Schwerpunkte: Raumfahrt, Trägersysteme

Das Deutsche Zentrum für Luft- und Raumfahrt (DLR) konzentriert sich in seinen Forschungsarbeiten seit mehreren Jahren darauf, Konzepte zu entwickeln, um zukünftige europäische Trägerraketen möglichst umfassend wiederverwendbar zu gestalten. Ziel ist die Kosten für den Satellitentransport zu senken bei gleichzeitiger Verbesserung der Umweltverträglichkeit von Raketen. Die Arbeiten laufen in Kooperation mit zahlreichen internationalen Partnern. Eine entscheidende Schlüsseltechnologie ist dafür die effiziente Rückführung von Raketenstufen nach deren Start, um diese später erneut bei weiteren Starts zu verwenden. Eine Möglichkeit der Rückführung ist es, eine Raketenstufe noch in der Luft einzufangen. Das DLR hat hierzu ein besonders innovatives Verfahren vorgeschlagen, dass nun gemeinsam mit sechs weiteren internationalen Partnern im EU-Projekt FALCon (Formation flight for in-Air Launcher 1st stage Capturing demonstration) ab März 2019 für drei Jahre weiterentwickelt und erprobt wird. Dabei soll ein möglichst detailliertes technisches Konzept eines "Raketenfängers" entworfen und anhand von Versuchen mit kleineren Demonstratoren insbesondere das autonome Einfangen und Schleppen im Flug erprobt werden.

"Beim patentierten 'In-Air-Capturing' wird eine geflügelte Raketenstufe noch in der Luft von einem Transportflugzeug über dem Meer automatisch eingefangen und anschließend in einem Schleppflug bis in die Nähe ihres Landeplatzes gezogen", erklärt FALCon-Projektleiter Dr. Martin Sippel vom DLR-Institut für Raumfahrtsysteme in Bremen. "Dort wird die Stufe freigegeben und landet selbständig ähnlich wie ein Segelflugzeug." Auf diese Weise lassen sich Größe und Startgewicht für wiederverwendbare Raumfahrzeuge reduzieren, was insgesamt mit der Wiederverwendbarkeit die Kosten senkt. Bisher ist diese Technologie im Rahmen von zahlreichen Simulationen und anhand von ersten Flugexperimenten mit unbemannten Kleinflugzeugen wie dem Experimantalträger Prometheus im DLR bereits untersucht worden.

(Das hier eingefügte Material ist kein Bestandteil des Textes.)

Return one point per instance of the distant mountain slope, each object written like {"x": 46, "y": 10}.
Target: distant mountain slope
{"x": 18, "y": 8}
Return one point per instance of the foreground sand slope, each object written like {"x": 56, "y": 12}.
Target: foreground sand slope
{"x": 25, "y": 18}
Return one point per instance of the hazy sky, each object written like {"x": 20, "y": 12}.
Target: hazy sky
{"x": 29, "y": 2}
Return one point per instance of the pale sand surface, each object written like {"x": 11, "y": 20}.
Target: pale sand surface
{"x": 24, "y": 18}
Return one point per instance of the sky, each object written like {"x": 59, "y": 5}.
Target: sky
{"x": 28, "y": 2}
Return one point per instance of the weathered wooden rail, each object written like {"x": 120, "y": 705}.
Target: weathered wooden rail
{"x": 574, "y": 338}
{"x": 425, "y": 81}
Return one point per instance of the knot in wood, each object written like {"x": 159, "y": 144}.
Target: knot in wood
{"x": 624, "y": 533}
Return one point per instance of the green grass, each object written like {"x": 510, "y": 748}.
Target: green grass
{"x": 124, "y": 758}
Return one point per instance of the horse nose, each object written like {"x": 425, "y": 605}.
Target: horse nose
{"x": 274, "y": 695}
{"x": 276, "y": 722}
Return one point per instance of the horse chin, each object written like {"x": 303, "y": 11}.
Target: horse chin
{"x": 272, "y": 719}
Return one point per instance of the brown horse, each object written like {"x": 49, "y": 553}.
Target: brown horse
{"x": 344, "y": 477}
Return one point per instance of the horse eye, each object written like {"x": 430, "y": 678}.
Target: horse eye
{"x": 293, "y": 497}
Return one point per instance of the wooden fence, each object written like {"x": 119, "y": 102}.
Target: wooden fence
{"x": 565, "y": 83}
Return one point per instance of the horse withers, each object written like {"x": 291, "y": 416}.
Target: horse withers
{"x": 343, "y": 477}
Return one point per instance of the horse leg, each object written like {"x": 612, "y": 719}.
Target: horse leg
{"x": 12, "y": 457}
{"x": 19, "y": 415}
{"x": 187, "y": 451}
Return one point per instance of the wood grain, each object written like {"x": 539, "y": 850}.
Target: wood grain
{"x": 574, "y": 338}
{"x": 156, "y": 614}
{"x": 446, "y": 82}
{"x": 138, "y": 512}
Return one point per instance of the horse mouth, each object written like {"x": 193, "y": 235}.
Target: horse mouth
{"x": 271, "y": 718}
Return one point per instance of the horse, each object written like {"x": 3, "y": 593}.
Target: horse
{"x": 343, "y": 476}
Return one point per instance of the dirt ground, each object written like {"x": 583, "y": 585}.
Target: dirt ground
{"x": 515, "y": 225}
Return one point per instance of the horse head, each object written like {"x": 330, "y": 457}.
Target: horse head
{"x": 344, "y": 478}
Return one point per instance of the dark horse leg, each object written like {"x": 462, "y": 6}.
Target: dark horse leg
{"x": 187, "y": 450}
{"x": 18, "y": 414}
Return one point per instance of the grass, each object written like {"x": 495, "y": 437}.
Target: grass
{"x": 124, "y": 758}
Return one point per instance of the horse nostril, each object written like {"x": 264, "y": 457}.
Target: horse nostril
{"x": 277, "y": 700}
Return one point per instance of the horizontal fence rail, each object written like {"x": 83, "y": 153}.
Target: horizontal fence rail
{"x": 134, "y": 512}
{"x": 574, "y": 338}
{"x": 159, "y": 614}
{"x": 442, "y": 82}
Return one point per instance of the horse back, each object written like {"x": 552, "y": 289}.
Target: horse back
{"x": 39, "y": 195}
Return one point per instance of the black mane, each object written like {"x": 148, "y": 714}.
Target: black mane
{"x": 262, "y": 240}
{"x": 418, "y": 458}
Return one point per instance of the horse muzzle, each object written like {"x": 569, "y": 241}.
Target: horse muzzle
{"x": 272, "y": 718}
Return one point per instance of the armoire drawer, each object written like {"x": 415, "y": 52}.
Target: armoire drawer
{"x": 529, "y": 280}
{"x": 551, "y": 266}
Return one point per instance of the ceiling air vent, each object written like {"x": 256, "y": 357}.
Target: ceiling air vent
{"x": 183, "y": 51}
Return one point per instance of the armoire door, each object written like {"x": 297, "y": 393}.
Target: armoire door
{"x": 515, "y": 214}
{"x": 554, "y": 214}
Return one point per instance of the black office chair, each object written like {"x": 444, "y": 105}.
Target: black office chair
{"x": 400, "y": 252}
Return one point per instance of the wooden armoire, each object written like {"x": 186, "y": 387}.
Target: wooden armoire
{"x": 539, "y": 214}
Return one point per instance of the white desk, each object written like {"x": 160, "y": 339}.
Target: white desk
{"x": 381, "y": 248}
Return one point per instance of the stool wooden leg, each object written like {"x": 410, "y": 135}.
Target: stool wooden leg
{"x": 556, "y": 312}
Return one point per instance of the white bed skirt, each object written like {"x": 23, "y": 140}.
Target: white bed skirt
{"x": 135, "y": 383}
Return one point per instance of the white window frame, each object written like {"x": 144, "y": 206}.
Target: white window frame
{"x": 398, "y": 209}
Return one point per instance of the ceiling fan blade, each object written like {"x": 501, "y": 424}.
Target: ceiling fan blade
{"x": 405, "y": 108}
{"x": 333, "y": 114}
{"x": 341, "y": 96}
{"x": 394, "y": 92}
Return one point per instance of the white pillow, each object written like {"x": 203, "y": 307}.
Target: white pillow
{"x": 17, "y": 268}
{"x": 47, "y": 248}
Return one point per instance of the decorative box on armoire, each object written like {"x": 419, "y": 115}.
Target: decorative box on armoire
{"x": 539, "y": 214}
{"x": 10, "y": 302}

Das vom DLR geleitete EU-Forschungsprojekt FALCon wird in Kooperation mit Drone Rescue Systems, Embention, Soft2Tec, VKI, dem Institut für Mechanik der Bulgarischen Akademie der Wissenschaften und Astos Solutions Rumänien innerhalb des europäischen Forschungsrahmenprogramms HORIZON 2020 unter der Fördernummer 821953 umgesetzt.

Zuletzt geändert am:
10.04.2019 11:14:31 Uhr

Kontakte

 

Falk Dambowsky
Deutsches Zentrum für Luft- und Raumfahrt (DLR)

Media Relations

Tel.: +49 2203 601-3959

Fax: +49 2203 601-3249
Dr. Martin Sippel
Deutsches Zentrum für Luft- und Raumfahrt (DLR)

Institut für Raumfahrtsysteme, Systemanalyse Raumtransport (SART)

Tel.: +49 421 24420-1145
Dr. Stefan Krause
Deutsches Zentrum für Luft- und Raumfahrt (DLR)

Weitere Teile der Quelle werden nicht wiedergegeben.